人気の高いお隣「北千住」に比べて知名度の劣る「南千住」ですが、いくつか世間を賑わすトピックスがあります。ひとつが「奥の細道の出発地論争」です。
『奥の細道』によると、1689年3月27日、江戸・深川から隅田川を船で北上し、「千住といふ所にて」船を下りて、「行春や 鳥啼魚の 目は泪(ゆくはるや とりなきうおの めはなみだ)」と詠んだとされています。しかし川を下りたのが、足立区側の千住大橋近辺か、荒川区側の南千住近辺か、記述はないのです。足立区も、荒川区も、「我こそは松尾芭蕉が旅立った地」として譲らず、結論は出ていません。ちなみに「南千住」の駅前広場には、芭蕉の銅像が建立されています。
もう1つのトピックスが、「東京随一の心霊スポットである」ということです。日光街道の宿場町である千住宿を起源とする南千住ですが、江戸時代から明治初期には「小塚原刑場」という処刑場(仕置場)があり、20万人余の罪人がここで刑を執行されました。「小塚原刑場」で処刑された人々は、現在の「南千住回向院」に埋葬されたとか。
また1822年、南部藩(盛岡藩)の藩士である相馬大作が「相馬大作事件」を起こし処刑されてからは、国家を揺るがす重大犯罪を犯した人物が処刑される場となりました。安政の大獄の際に首謀者と目された吉田松陰や橋本左内などは、処刑自体は別の場所で行われましたが、遺体は一時、この地に埋葬されたそうです。そんな歴史もあることから、「小塚原刑場跡地」はちょっとした心霊スポットとして紹介されています。
たとえば「首切り地蔵」。1741年に、この地で処刑された人の菩提を弔うために作られたもので、その名前から、さぞかし恐ろしい地蔵を想像するでしょう。実際は、サイズも大きく、非常に穏やかな表情をしている地蔵です。また人通りも多いので、実際は心霊スポットと呼ばれるほどの怖さはないようです。
そんな南千住ですが、明治以降、隅田川の水運と鉄道貨物基地を起点とする陸運が接続する要所、大規模場工場が建つ工業地帯として発展。駅南側は木賃宿が立ち並ぶ労務者の街として知られ、現在も少なからず、簡易宿泊所が点在しています。

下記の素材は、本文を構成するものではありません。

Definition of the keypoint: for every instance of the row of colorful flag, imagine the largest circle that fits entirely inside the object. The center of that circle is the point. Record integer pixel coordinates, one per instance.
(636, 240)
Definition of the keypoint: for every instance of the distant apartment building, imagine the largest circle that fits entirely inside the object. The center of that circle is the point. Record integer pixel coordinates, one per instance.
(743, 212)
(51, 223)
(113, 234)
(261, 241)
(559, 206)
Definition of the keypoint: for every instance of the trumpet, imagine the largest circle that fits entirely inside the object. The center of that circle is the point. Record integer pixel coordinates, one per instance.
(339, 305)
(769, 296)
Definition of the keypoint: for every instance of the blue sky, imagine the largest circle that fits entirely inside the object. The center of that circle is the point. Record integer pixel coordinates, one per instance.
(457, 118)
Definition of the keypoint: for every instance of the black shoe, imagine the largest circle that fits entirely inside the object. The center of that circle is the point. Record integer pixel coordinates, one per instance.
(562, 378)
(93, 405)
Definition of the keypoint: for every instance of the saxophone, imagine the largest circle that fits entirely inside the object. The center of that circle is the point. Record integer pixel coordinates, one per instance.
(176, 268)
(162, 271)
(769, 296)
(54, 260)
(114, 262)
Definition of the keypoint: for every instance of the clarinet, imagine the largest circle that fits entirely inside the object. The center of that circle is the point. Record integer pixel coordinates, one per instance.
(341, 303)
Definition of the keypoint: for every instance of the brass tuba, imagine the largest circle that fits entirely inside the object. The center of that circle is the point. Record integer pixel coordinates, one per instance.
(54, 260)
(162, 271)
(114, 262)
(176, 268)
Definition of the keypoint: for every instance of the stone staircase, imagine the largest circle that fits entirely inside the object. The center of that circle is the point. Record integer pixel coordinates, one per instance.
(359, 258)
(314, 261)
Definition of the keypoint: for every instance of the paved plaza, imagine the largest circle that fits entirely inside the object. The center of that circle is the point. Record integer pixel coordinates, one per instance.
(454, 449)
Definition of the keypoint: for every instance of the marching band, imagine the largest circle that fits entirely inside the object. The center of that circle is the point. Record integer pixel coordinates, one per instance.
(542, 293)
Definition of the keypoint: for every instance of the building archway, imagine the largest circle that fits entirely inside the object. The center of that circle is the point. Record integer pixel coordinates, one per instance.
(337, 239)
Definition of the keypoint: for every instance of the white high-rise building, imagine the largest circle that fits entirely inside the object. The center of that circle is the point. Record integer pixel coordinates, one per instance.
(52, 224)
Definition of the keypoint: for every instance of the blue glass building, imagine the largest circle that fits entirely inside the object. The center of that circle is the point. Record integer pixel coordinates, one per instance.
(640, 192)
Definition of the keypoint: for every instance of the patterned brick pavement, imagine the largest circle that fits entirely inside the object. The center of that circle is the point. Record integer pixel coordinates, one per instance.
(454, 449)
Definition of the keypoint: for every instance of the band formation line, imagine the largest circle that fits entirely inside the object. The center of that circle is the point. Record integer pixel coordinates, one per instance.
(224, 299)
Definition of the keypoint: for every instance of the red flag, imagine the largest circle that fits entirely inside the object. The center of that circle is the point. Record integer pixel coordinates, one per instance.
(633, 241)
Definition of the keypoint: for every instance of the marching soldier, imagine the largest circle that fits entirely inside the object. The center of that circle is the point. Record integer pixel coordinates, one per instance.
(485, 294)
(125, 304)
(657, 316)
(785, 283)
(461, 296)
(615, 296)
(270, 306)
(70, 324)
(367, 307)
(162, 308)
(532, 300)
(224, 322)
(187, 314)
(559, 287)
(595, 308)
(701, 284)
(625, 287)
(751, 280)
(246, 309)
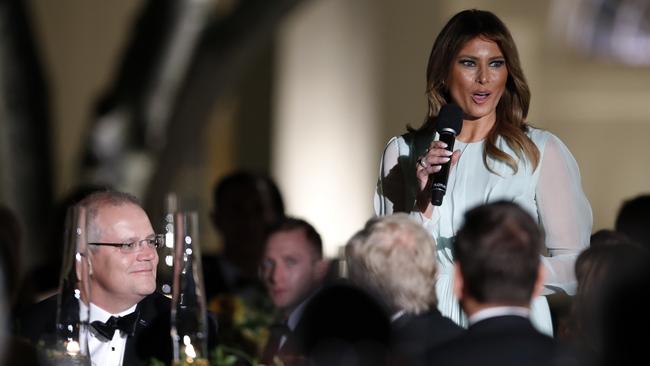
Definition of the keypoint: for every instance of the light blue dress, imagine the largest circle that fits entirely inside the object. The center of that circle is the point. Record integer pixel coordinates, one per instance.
(552, 194)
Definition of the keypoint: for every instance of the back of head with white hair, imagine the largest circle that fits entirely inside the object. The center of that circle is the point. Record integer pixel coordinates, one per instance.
(394, 257)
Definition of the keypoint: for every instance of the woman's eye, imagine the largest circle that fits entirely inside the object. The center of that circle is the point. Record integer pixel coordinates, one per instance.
(497, 63)
(466, 62)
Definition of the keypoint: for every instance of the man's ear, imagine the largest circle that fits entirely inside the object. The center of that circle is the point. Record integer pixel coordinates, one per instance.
(322, 266)
(458, 281)
(539, 282)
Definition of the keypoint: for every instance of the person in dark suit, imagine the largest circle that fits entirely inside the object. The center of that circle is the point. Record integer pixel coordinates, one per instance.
(130, 322)
(497, 272)
(293, 269)
(245, 206)
(394, 258)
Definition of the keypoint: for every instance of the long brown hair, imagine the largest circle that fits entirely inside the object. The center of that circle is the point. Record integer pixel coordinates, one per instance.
(512, 108)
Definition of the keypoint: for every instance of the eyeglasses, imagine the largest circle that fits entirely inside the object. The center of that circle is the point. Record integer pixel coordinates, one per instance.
(153, 243)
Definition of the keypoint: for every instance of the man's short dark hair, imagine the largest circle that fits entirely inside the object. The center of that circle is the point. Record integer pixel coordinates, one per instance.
(243, 181)
(498, 249)
(632, 219)
(292, 223)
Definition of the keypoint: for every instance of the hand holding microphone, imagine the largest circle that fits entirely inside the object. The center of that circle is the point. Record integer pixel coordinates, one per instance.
(433, 167)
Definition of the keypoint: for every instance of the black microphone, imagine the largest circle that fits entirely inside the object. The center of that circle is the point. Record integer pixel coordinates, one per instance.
(448, 125)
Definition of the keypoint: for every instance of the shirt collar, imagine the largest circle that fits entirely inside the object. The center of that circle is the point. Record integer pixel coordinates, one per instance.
(495, 311)
(97, 313)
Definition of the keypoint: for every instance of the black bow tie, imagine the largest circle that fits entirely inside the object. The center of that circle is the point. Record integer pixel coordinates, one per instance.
(125, 324)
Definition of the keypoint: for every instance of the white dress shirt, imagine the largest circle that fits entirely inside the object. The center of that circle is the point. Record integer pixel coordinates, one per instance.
(499, 311)
(104, 352)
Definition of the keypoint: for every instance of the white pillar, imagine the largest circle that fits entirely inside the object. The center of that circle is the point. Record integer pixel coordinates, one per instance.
(326, 117)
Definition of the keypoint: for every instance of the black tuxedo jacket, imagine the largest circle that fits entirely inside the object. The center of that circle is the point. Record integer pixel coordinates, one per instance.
(501, 341)
(413, 335)
(152, 334)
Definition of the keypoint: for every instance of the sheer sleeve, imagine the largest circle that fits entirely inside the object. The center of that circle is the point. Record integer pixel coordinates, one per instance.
(565, 215)
(389, 162)
(395, 191)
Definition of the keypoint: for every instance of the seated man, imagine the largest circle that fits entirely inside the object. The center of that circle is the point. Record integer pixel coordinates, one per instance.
(497, 273)
(122, 257)
(293, 269)
(394, 258)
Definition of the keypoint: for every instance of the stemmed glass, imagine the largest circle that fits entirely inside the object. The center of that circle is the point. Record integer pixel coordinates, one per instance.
(189, 317)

しかし近年、駅東側の工場跡地や旧国鉄用地など、50ha弱の広大な敷地を利用した再開発で、街の様相は一変。3棟のタワーマンションからなる「リバーハープスクエア」をはじめ、20~30階建ての超高層マンションが林立し、「LaLaテラス南千住」などの複合商業施設や「東京都立汐入公園」なども整備され、美しく区画された街が誕生しました。
一方で、駅西側でも再開発が行われ、駅前にはタワーマンションが建てられましたが、南千住商店街(通称コツ通り商店街)、仲通り商店街、南千住商友会と、個人商店が中心の商店街が残っています。惣菜や焼き鳥、揚げ物など、食卓を彩ってくれる店も多く、昔ながらの飲食店も点在しています。価格もリーズナブルで庶民派の店が揃っているのが魅力です。